SQL Data Types: Choosing the Right Type

Key Insights

Choosing the wrong SQL data type costs you storage space, query performance, and data integrity—a VARCHAR(255) for a two-character country code wastes 253 bytes per row and slows down indexes
Use DECIMAL for money, never FLOAT—floating-point arithmetic introduces rounding errors that compound over thousands of transactions, potentially losing real money
The smallest data type that fits your requirements is usually the right choice, but always consider realistic growth projections to avoid painful migrations later

Why Data Types Matter

Every column in your database has a data type, and that choice ripples through your entire application.

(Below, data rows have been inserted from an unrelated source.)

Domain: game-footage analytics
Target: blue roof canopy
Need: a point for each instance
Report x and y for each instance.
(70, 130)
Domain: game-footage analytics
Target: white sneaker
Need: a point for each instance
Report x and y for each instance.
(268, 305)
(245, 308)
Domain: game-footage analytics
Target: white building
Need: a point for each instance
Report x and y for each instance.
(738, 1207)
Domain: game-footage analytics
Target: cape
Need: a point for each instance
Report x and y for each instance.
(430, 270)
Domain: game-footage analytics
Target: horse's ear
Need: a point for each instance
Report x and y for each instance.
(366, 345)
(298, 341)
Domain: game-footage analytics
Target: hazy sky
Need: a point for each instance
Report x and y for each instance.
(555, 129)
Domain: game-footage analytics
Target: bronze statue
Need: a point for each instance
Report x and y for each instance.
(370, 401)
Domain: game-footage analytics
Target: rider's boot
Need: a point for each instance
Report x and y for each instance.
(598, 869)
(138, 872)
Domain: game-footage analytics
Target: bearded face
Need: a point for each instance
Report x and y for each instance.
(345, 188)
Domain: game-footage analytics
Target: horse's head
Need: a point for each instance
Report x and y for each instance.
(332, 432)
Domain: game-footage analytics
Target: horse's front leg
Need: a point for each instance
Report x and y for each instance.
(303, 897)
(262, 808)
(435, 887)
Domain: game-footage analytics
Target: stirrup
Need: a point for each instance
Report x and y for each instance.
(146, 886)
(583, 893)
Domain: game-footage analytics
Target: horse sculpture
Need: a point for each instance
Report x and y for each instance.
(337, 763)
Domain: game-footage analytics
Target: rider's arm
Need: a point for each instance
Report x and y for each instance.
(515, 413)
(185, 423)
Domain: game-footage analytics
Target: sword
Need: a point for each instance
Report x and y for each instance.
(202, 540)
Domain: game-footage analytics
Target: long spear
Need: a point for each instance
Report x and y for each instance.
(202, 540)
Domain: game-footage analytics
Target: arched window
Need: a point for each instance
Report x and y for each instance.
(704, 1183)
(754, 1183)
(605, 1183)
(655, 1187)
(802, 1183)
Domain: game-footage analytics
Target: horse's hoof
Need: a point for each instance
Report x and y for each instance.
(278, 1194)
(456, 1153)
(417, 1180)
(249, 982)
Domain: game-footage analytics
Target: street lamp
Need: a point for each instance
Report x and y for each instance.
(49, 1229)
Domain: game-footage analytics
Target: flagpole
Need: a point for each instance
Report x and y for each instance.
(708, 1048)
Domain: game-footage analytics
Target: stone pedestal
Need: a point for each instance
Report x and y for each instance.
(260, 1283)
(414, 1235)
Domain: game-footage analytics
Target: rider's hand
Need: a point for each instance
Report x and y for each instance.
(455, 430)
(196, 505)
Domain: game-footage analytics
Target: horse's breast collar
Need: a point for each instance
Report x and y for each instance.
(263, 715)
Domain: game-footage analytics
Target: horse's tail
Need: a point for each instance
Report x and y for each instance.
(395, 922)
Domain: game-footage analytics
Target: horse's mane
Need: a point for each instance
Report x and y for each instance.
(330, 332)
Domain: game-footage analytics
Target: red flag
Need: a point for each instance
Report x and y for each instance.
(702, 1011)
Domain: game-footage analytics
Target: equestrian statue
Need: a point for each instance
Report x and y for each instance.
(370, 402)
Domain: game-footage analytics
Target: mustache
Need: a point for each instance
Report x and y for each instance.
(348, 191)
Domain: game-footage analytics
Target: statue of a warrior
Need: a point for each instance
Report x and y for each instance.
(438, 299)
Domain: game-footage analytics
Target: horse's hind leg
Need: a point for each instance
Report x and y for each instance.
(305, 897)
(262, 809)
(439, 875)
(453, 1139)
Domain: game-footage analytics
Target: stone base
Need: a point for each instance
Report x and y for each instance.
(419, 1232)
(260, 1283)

Pick the right type and you get efficient storage, fast queries, and automatic validation. Pick the wrong one and you’re burning disk space, slowing down indexes, and opening the door to data corruption.

I’ve seen production databases where every text field was VARCHAR(255), dates were stored as strings, and prices used FLOAT. The result? A 500GB database that should have been 150GB, queries that scanned millions of rows unnecessarily, and financial discrepancies from floating-point rounding errors.

Data types aren’t just academic database theory—they’re practical decisions that affect your application’s performance, reliability, and cost.

Numeric Types: Precision vs. Performance

Numeric types fall into two categories: integers for whole numbers and decimals/floats for fractional values. The key is matching the type to your data’s range and precision requirements.

Integer Types

Type	Storage	Range	Use Case
TINYINT	1 byte	-128 to 127 (or 0 to 255 unsigned)	Status codes, small enums
SMALLINT	2 bytes	-32,768 to 32,767	Department IDs, age
INT	4 bytes	-2.1B to 2.1B	Most IDs, counters
BIGINT	8 bytes	-9.2 quintillion to 9.2 quintillion	Large-scale IDs, timestamps

Choose the smallest type that accommodates your realistic maximum value with headroom. If you’re building a startup, INT gives you 2 billion records—probably enough. But if you’re Twitter storing tweet IDs, you need BIGINT.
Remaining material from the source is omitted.